名古屋もはっきりしない天気が続いている。

絵里は親友サエコに誘われて(頼まれて)、4月から市立小学校の支援員をやっている。

低学年の支援学級“どんぐり学級”を担当していて、1年生から3年生まで十人ほどの児童を受け持っている。

保育園の園児の相手とはまた勝手が違って大変だが、ようやく児童たちの特徴もわかってきた。


そんなある日のこと…


今日は“どんぐり学級”の児童みんなで、ゼリーづくりを体験した。

“寒天パパっと”のゼリーは、お湯と混ぜるだけで常温でも固まるお手軽なゼリーだ。

1年生4人、2年生と3年生はそれぞれ3人でグループを作った。絵里は1年生のグループに入った。


寒天の袋を開けただけで、調理室全体が苺の甘い匂いで満たされる。

これだけで、児童たちは嬉しくて大はしゃぎだ。

いつもは集中できない児童たちも、こういうことには集中できる。


「みんな、お湯を入れるからやけどしないように気を付けてね!」

「袋には何cc入れるって書いてあるかな?」

「500の線までいったら“ストップ”って言ってね!」

担任の”美智子先生”が、計量カップにお湯を注いで回る。彼女は絵里より年上のベテラン教師で、5年間もどんぐり学級の担任をしている。


「じゃあ、やけどしないようにボールにお湯を入れて、みんなで順番に混ぜてね!」


湯を入れると、苺の匂いはさらに強く広がる。

子供たちは喧嘩しないで、仲良く粉を混ぜている。

一年生はまだ身長が低く、調理台が胸の高さの児童もいて、絵里は失敗しないように気を配った。
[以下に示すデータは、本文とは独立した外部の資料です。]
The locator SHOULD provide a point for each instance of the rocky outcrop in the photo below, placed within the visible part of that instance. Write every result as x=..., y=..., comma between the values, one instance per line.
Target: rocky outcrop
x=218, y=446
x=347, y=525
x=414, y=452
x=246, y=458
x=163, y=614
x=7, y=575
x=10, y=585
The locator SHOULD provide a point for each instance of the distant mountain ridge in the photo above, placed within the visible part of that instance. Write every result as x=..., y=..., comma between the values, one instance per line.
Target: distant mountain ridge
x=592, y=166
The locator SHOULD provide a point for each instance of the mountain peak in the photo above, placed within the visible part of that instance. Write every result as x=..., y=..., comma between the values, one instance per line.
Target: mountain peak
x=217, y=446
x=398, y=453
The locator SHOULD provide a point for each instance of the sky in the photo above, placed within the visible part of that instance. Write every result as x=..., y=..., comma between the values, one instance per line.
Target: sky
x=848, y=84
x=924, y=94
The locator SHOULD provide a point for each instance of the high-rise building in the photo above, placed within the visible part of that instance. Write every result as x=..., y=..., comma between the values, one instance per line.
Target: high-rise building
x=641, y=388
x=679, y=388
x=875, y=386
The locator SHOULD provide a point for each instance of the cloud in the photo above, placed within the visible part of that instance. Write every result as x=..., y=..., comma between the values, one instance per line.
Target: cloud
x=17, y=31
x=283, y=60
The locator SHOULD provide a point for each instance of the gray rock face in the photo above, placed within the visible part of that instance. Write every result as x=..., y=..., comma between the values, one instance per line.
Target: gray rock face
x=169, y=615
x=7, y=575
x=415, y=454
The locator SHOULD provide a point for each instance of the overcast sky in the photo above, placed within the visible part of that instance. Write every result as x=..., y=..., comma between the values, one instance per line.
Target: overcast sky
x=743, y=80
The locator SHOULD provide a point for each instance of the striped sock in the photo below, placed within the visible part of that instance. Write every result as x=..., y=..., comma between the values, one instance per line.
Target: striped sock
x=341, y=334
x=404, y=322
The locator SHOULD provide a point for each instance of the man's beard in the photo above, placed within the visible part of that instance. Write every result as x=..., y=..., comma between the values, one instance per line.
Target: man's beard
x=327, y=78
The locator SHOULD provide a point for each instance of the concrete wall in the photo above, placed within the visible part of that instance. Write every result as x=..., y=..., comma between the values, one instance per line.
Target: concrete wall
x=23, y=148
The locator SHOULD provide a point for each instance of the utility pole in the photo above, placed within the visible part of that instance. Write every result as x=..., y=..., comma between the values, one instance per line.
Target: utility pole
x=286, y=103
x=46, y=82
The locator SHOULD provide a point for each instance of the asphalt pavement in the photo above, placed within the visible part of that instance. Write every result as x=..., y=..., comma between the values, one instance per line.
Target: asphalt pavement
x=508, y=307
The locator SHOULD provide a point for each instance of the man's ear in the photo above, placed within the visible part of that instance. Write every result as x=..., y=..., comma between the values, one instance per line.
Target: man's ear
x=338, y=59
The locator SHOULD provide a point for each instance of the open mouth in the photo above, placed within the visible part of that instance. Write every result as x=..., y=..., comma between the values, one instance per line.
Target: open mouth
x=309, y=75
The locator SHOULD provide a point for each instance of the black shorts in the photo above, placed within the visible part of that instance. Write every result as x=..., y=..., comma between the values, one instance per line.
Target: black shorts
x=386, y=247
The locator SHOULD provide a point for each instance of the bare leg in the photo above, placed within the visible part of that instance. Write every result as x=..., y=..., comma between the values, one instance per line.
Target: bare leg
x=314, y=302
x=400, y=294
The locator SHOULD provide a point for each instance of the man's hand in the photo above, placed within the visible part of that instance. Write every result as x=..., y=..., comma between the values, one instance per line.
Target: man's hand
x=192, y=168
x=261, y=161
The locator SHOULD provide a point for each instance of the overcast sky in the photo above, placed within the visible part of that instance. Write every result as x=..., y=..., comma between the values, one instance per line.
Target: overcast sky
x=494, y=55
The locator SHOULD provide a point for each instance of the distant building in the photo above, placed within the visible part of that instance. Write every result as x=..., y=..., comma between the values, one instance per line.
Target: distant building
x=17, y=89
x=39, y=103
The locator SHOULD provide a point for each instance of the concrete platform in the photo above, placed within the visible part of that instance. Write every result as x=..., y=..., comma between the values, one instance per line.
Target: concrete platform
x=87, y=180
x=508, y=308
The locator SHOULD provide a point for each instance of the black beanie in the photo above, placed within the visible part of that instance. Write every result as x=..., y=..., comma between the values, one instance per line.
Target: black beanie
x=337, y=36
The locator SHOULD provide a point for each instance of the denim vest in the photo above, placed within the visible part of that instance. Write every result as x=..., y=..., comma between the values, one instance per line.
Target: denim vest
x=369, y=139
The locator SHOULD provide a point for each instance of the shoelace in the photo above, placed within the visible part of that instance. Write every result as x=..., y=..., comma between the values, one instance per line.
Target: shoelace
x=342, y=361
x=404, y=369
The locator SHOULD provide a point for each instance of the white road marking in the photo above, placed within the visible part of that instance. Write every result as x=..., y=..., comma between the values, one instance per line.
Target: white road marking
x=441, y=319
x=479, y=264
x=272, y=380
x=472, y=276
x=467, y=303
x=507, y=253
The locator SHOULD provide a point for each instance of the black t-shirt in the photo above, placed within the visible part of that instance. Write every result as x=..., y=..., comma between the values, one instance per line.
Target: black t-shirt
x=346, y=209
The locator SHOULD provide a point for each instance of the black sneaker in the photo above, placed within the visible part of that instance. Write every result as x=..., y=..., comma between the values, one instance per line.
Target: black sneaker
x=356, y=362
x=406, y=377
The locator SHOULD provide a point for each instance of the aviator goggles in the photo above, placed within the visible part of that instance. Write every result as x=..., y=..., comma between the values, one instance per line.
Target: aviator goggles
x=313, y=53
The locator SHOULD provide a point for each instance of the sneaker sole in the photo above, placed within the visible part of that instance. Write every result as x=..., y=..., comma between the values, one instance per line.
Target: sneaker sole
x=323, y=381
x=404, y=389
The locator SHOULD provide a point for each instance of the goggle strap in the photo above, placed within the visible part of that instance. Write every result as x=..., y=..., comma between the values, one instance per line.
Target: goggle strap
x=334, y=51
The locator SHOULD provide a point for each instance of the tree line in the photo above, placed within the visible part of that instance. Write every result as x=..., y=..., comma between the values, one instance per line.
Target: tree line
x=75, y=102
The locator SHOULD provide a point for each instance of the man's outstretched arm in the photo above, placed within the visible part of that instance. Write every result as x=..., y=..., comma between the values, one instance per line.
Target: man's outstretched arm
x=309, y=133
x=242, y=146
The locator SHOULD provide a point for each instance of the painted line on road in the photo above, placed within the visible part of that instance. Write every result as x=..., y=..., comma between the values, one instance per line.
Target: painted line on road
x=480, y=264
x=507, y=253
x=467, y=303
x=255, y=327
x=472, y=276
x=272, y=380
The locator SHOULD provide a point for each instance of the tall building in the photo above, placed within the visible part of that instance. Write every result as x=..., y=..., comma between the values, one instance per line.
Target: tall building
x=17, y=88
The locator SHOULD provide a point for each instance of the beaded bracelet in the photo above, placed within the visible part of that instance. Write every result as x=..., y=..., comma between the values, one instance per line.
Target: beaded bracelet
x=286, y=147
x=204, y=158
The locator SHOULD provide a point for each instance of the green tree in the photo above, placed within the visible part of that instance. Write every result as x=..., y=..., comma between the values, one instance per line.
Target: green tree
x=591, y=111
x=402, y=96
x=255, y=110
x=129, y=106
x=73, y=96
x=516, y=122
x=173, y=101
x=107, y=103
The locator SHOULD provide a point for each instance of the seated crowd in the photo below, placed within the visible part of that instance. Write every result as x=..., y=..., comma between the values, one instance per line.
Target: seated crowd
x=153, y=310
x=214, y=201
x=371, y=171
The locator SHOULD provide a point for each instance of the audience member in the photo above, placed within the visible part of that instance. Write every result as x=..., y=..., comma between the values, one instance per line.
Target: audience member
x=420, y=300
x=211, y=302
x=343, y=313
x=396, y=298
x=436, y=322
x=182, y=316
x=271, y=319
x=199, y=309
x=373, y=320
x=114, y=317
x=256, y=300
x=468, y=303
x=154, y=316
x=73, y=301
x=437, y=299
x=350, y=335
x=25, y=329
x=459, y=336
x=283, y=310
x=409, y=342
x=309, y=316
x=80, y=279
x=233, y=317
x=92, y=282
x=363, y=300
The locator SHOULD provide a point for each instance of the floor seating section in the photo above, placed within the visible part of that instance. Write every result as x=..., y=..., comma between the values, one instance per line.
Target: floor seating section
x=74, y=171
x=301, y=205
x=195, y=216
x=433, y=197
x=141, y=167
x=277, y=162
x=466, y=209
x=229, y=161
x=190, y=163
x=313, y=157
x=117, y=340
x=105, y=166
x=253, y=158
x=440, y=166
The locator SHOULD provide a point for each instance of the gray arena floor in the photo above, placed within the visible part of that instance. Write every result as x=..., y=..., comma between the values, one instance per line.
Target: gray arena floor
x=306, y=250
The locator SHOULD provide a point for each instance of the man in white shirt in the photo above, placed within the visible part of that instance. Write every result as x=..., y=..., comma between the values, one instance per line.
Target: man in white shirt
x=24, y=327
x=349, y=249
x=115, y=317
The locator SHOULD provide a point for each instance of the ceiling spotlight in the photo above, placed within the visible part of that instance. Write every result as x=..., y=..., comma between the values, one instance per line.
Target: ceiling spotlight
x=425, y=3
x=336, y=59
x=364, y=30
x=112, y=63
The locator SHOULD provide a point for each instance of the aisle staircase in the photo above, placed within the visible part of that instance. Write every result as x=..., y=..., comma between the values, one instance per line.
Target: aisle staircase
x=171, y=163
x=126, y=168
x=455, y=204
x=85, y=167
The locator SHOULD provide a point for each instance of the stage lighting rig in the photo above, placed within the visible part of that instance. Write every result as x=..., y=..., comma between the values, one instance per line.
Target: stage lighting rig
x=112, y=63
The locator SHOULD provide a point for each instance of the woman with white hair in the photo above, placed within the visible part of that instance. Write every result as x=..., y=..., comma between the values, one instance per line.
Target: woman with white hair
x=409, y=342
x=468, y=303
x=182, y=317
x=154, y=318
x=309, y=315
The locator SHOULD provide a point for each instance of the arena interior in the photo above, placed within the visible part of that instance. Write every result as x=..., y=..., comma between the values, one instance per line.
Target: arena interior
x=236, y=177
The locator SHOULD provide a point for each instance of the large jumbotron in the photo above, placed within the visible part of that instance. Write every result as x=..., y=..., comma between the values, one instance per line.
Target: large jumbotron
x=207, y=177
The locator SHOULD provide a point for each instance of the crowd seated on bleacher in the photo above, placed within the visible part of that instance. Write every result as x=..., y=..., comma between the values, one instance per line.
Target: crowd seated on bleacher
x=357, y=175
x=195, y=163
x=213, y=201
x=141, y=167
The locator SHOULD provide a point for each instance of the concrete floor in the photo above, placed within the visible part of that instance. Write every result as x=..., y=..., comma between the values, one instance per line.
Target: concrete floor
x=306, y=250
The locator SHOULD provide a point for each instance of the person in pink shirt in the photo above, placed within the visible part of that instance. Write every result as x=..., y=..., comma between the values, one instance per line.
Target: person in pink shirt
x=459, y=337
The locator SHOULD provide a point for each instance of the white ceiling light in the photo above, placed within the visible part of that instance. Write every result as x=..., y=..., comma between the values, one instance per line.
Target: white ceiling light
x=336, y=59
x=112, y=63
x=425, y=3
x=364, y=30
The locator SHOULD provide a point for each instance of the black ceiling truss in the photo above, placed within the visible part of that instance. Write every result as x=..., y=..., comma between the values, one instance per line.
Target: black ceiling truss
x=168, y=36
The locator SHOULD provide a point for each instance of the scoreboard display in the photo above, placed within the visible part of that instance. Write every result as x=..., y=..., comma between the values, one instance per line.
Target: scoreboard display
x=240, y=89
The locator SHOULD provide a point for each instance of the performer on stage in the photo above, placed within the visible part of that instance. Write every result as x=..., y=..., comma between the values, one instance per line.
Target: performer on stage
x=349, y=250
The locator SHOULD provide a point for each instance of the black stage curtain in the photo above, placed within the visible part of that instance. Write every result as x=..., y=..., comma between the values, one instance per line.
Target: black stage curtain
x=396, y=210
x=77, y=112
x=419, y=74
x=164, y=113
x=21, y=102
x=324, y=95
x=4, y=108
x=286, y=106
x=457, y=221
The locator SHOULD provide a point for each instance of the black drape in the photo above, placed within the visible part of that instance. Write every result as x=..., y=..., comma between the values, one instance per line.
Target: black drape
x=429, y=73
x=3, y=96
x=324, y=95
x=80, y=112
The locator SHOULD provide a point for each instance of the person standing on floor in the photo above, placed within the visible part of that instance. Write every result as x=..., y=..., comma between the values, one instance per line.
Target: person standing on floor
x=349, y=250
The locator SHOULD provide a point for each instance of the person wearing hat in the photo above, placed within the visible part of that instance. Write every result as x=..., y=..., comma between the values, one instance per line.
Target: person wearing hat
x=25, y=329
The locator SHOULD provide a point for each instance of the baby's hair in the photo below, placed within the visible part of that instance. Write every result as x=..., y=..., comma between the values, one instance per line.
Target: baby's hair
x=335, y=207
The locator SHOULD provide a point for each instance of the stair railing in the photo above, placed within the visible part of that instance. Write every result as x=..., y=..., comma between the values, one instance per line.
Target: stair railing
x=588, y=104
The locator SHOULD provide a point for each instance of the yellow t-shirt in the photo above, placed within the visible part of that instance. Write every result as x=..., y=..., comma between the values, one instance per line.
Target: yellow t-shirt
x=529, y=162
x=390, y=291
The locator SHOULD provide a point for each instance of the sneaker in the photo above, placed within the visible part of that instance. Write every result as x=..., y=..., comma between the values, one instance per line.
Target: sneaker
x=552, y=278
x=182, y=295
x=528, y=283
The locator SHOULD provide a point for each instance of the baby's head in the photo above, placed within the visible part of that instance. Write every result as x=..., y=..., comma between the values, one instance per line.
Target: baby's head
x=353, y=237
「はーい、粉は混ざったかな?じゃあ、それをお玉で掬って、湯飲み茶わんに入れてください。慌てなくて大丈夫だから、こぼさないようにね!」


「あっ!お前、こぼすな!」

「ごめん」

「あっ、もう固まった」

「どこどこ?」

調理台の上にこぼれたゼリーはすぐに固まり、指ですくって舐める児童もいて、騒ぎは続いたが、ほどなく落ち着いた。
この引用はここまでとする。